Repercussão negativa
Para Alexandre Cunha, médico infectologista, o que o governo fez foi uma “não informação”. “Ciência não divulga coisas secretas. E na pesquisa in vitro, qualquer coisa pode funcionar. Se colocar álcool, vai matar 100% do vírus. Fazer remédio funcionar em pessoas é outra coisa”, sintetizou.

Segundo o também infectologista Julival Ribeiro, é muito estranho que o ministério diga que tem uma alternativa com 94% de eficácia e não divulgue o nome da molécula ou do medicamento. “Todo mundo está estudando a cloroquina ou ivermectina (um vermífugo e antiparasitário). Mas são necessários estudos clínicos”, destacou o médico.

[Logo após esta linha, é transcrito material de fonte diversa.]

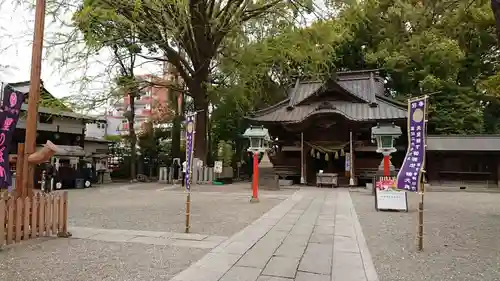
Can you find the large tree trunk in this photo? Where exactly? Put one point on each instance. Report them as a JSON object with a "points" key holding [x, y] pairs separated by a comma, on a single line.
{"points": [[177, 120], [199, 93], [200, 98], [132, 136]]}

A explicação do ministro, de não divulgar o nome para evitar correria às farmácias, não se justifica, segundo o especialista. “A Anvisa poderia fazer o que fez com a cloroquina e permitir a venda apenas com receita especial. Não dá para dizer que tem eficácia de 94% sem ensaio clínico”, afirmou. Ele também não acredita na possibilidade de uma vacina dupla, para Influenza e Covid-19. “Vacina para gripe é uma coisa, para Covid-19 é outra, completamente diferente”.

No entender do professor José David Urbaez, diretor científico da SBI do Distrito Federal, o anúncio do MCTIC foi uma irresponsabilidade. “É uma construção para justificar uma medida que vai matar muita gente, que é afrouxar o isolamento”. O especialista lamentou que o governo esteja promovendo o que chamou de estelionato emocional. “É um momento de vulnerabilidade coletiva gigantesca. E o governo divulga fake news ao anunciar uma droga milagrosa. Na ciência, há rigor. O Jama (Journal of America Medical Association) revisou todos os remédios e ensaios em andamento sem nenhuma evidência para fazer recomendações de tratamento”, destacou. Urbaez também acredita que o medicamento sem nome pode ser ivermectina.